D-viva-assistant-agent
- Next.js
- TypeScript
- AI SDK v6
- SQLite / better-sqlite3
- Tailwind CSS
- Zod
- Vitest
- Electron
A private desktop app for thesis viva preparation. It turns a student's own thesis into evidence-linked practice questions, scoring, and revision tasks while keeping the thesis file and practice history on the device.
At a glance
Role Sole builder — product design, architecture, database layer, LLM integration, validation and tests
Problem
Existing viva prep tools are either generic flashcard apps or require hand-crafting every question. The real bottleneck is grounding: an AI examiner is only useful if its questions trace back to what the thesis actually says, and scoring is only trustworthy if it cites the evidence it used.
Solution
I built a private desktop workflow where the thesis is ingested into evidence blocks, practice questions and scoring cite those blocks, and low-scoring answers feed a review queue. The app keeps files and history local unless the user opts into a provider.
Impact
Shipped local-first viva prep app · evidence-linked practice · privacy-first desktop use
My contribution
- Thesis ingest pipeline — PDF / MD / TXT → paragraph evidence blocks with a quality report; every downstream AI call is grounded to ingest output, not model priors
- AI study pack generation — thesis summary, key numbers, method Q&A, high-pressure Q&A, and literature cards; each item cites the evidence block it came from and passes a pre-persist validator
- Editable prep items, revalidation, review queue, and a training plan generator with a static fallback when no model key is configured
- Real-time AI examiner — draws questions from evidence blocks, scores responses on five dimensions (accuracy / depth / language / methodology / poise) with diagnosis, English rewrite, and follow-up
- STT practice loop — record answer → transcribe (browser Web Speech or Google Cloud STT) → score; low-scoring items feed the review repair board
- Provider-agnostic LLM layer — AI SDK v6 generateObject + Zod for structured scoring; supports Gemini / Claude / OpenAI; graceful no-key degradation (practice + transcripts still work)
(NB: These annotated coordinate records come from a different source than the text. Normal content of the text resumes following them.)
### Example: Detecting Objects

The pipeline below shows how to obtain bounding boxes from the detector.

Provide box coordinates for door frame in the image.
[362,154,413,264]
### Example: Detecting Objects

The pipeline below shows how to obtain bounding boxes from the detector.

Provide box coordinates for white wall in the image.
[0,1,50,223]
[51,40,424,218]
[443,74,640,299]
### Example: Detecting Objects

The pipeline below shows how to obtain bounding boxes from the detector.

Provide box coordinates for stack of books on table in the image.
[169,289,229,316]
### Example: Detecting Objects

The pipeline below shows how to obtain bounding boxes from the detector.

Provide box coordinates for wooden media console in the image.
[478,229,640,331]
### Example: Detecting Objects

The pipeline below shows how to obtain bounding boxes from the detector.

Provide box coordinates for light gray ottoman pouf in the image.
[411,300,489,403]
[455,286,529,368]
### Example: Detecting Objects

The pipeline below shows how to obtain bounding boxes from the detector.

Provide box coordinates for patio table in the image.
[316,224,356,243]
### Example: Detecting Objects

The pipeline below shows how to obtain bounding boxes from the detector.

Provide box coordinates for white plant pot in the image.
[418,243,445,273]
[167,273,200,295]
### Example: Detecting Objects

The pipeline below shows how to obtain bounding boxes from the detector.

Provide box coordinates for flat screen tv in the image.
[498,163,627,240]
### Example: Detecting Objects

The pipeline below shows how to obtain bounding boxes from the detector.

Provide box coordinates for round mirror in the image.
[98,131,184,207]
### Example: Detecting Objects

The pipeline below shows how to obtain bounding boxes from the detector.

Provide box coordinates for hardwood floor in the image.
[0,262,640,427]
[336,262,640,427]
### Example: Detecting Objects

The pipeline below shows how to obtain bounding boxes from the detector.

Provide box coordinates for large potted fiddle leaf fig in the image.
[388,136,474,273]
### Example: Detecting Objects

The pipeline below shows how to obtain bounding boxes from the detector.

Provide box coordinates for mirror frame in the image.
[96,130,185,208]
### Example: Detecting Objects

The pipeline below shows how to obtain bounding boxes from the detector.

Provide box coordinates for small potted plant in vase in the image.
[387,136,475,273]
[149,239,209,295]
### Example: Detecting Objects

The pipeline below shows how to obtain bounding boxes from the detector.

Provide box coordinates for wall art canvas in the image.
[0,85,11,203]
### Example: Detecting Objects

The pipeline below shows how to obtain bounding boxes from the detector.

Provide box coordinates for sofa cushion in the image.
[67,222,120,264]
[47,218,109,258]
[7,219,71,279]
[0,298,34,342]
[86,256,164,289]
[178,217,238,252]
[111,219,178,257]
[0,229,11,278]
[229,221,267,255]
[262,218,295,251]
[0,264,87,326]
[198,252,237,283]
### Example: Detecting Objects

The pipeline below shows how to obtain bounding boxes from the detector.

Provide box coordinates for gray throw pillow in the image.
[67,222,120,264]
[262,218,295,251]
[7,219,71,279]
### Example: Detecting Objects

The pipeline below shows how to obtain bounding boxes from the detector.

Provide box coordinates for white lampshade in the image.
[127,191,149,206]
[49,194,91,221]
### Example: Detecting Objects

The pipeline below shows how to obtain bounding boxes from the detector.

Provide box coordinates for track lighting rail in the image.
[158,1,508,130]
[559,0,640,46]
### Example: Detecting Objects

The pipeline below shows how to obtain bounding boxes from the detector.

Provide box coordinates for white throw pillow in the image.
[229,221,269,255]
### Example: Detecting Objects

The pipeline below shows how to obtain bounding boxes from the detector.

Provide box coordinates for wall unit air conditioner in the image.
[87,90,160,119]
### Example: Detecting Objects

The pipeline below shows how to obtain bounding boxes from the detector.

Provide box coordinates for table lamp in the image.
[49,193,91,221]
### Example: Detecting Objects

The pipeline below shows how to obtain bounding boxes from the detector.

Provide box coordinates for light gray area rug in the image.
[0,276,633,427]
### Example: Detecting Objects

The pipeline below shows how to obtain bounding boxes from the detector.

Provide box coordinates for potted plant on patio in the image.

- Electron + electron-builder macOS packaging, positioning the app as a private desktop tool rather than a hosted multi-user service
Technical evidence
- Local-first data model: SQLite (better-sqlite3, WAL, FTS5) for theses, evidence blocks, study packs, and session history; DB lives entirely on device
- Privacy-by-design: cloud AI is opt-in with explicit disclosure of what is sent to which provider; API keys in .env.local (gitignored), log-level redacted; recordings never synced
- Next.js App Router with server-only DB access (runtime=nodejs boundary, globalThis singleton, serverExternalPackages for better-sqlite3); AI calls gated behind env parse
- Tests use MockLlmClient by default; real model calls are gated by RUN_LIVE_AI=1 and only run against public sample theses
Grounding every generated item
An imported thesis (PDF / Markdown / text) is extracted into paragraph evidence blocks with a quality report. Every downstream item — summary, key numbers, method Q&A, high-pressure Q&A, literature cards, and training plan — is bound to an evidence block and passes a pre-persist validator. The judge and examiner rule only from bound evidence, never from model priors.
The examiner loop
A real-time examiner draws questions from evidence blocks and scores a response across five dimensions, with a diagnosis, an English rewrite, and a follow-up. You can type or paste an answer, or record one — the audio is transcribed (browser Web Speech or Google Cloud STT) and scored. Low-scoring items feed the review queue and repair board.
Local-first, cloud AI opt-in
The SQLite library, recordings, and the thesis file stay on the device — no account, no cloud sync. Cloud AI is an opt-in outbound call enabled only when a provider key is present, with an explicit disclosure of what gets sent to whom; with no key, the app degrades gracefully and practice plus transcripts still work.
The LLM layer is provider-agnostic (Gemini / Claude / OpenAI), and tests inject a mock client by default — real model calls are env-gated and only run against public sample theses. The shipped app stays positioned as a private desktop tool, not a hosted multi-user service.